Running stan in R with only generated quantities

I am in the following situation: I already run my model in stan and got posterior sampling, but now I would like to compute other quantities like predictive distributions without resampling. For this purpose I created another stan model having as entries data covariates and posterior sampling and just a generated quantities block to compute what I need (through random-number generators).

Now my question: how should I properly run it in R? I tried calling stan command with fixed_parameters, but it is very slow and starts “sampling” (but what sampling? I do not have any parameters or model block!)

Thank you.

1 Like

You only want to run generated quantities once – make sure you called the fixed_param sampler with

fit <- stan(file='foo.stan', iter=1, chains=1, seed=596858228, algorithm="Fixed_param")

I was not specifying the number of iterations and chains. Now it does just one sampling, but when it seems to finish R crashes.
It seems to me that it is a RAM issue, but I have 8gb and I am working with something like 11 parameters, 2000 iterations and 17000 data. So actually is like 374M of “real number”. Could it be a problem with 8gb?

@federico wants to run generated quantities and have the parameters from the old model available:

I don’t think that’s possible yet through R, but it’s in the pipeline.

That’s just the default label for iterations after warmup. It is most likely sampling random quantities in generated quantities, but I agree the name is confusing. Maybe we can make those more fine grained for the fixed-param settings.

Ok, got it. Thank you.

I also tried with less data. Now I pass to stan:

  • one matrix 3300x8
  • one matrix 17000x3
    and compute:
  • one matrix 1000x17000

I run it with 16Gb RAM and still kill R. Is it me that do not realise that is too much or could be
a Stan’s problem?

If those are parameters, it’s going to be too big. Each parameter requires at least 24 bytes of memory and every operation it’s involved in consumes another 8 bytes of memory.

374M double-precision floating point (what Stan uses for real) consume 8 bytes each, so that’s only about 3GB. But that’s just one piece.

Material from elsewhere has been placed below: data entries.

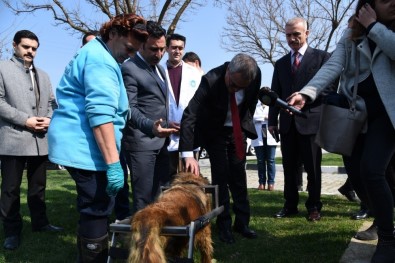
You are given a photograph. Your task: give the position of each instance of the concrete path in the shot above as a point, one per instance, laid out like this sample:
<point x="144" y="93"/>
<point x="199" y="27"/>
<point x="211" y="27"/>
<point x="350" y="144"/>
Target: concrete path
<point x="332" y="178"/>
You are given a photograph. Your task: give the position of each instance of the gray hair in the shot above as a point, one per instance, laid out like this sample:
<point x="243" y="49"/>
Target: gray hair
<point x="245" y="65"/>
<point x="297" y="20"/>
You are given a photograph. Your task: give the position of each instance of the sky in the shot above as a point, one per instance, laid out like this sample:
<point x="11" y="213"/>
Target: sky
<point x="57" y="46"/>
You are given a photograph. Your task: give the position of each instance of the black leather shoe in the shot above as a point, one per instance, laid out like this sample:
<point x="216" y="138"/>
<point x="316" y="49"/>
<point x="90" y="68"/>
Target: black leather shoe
<point x="361" y="214"/>
<point x="350" y="195"/>
<point x="12" y="242"/>
<point x="285" y="212"/>
<point x="246" y="232"/>
<point x="49" y="228"/>
<point x="314" y="216"/>
<point x="368" y="234"/>
<point x="226" y="236"/>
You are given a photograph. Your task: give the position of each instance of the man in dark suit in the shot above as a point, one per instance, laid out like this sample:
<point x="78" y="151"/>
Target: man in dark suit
<point x="291" y="73"/>
<point x="219" y="118"/>
<point x="145" y="138"/>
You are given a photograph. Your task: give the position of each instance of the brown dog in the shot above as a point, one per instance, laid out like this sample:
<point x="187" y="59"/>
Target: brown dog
<point x="182" y="203"/>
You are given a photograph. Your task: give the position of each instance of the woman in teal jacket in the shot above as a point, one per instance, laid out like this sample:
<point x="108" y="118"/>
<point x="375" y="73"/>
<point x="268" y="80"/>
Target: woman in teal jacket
<point x="86" y="128"/>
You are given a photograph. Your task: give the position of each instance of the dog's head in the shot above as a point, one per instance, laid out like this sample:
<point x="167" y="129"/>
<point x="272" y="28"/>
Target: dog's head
<point x="190" y="178"/>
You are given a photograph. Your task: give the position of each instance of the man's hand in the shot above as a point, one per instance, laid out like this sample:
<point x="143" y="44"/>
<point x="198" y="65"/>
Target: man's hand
<point x="192" y="165"/>
<point x="38" y="124"/>
<point x="160" y="132"/>
<point x="115" y="178"/>
<point x="274" y="132"/>
<point x="366" y="15"/>
<point x="297" y="100"/>
<point x="175" y="125"/>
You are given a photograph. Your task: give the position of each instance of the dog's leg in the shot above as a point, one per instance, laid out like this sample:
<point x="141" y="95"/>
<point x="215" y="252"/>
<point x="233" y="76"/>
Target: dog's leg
<point x="204" y="244"/>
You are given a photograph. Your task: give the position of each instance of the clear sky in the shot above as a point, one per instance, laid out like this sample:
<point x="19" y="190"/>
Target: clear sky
<point x="57" y="46"/>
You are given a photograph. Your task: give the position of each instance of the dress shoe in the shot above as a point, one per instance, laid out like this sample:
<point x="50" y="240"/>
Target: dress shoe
<point x="314" y="216"/>
<point x="11" y="242"/>
<point x="285" y="212"/>
<point x="226" y="236"/>
<point x="245" y="231"/>
<point x="350" y="195"/>
<point x="361" y="214"/>
<point x="368" y="234"/>
<point x="49" y="228"/>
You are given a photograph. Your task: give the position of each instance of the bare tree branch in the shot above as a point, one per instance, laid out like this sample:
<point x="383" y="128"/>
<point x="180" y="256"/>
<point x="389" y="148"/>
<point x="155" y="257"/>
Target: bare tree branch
<point x="69" y="15"/>
<point x="256" y="27"/>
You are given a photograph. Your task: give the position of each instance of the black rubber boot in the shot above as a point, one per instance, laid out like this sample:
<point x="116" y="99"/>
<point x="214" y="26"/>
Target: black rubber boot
<point x="92" y="250"/>
<point x="385" y="250"/>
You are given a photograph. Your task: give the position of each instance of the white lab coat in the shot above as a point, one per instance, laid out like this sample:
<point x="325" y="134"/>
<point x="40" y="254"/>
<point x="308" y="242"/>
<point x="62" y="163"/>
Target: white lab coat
<point x="190" y="81"/>
<point x="260" y="117"/>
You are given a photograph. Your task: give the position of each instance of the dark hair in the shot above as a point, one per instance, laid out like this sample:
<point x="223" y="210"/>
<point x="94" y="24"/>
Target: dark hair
<point x="155" y="30"/>
<point x="25" y="34"/>
<point x="245" y="65"/>
<point x="125" y="24"/>
<point x="357" y="29"/>
<point x="191" y="57"/>
<point x="175" y="37"/>
<point x="87" y="34"/>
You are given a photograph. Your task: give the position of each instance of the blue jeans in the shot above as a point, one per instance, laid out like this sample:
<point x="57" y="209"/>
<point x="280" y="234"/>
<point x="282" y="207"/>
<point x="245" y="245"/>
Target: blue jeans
<point x="265" y="160"/>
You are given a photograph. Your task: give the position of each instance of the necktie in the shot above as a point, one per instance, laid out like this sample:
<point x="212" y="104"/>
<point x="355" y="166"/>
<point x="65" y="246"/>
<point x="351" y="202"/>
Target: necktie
<point x="296" y="63"/>
<point x="236" y="127"/>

Yes, they come from rstan’s output. I thought they were just like double.

Thank you everybody!

Hello community,
I see that this topic of predict with new data and generated quantities using rstan being slow is on the forums for many years and I still have not found a great answer to it (maybe I just missed it somewhere?).
I had before fit a model with brms which run smoothly and the predict() works very fast.
However, I needed to change a small something in the model that brms couldn’t do, so I wrote my model, carefully based on the brms structure, and fit using rstan,. Till this point all went well.
Then I wrote another model code with only input data and generated quantities to get a posterior for new data.
The data is fit to Beta family, so for the fit I used target=beta_lpdf() and for the generated quantities I use Y=beta_rng().
I run the “predict” code with the “fixed_param” option, 1 chain, and 1 iter as suggested above.
It takes a very long time, RAM usage goes above 3GB (for just 1k samples), and R crashes every time.
I read somewhere that could be a rstan problem, but again I found no clear answer or what to do.
I am using Windows 10, R 4.0.1, RStudio 1.4, rstan 2.26.

Thank you very much for your great support!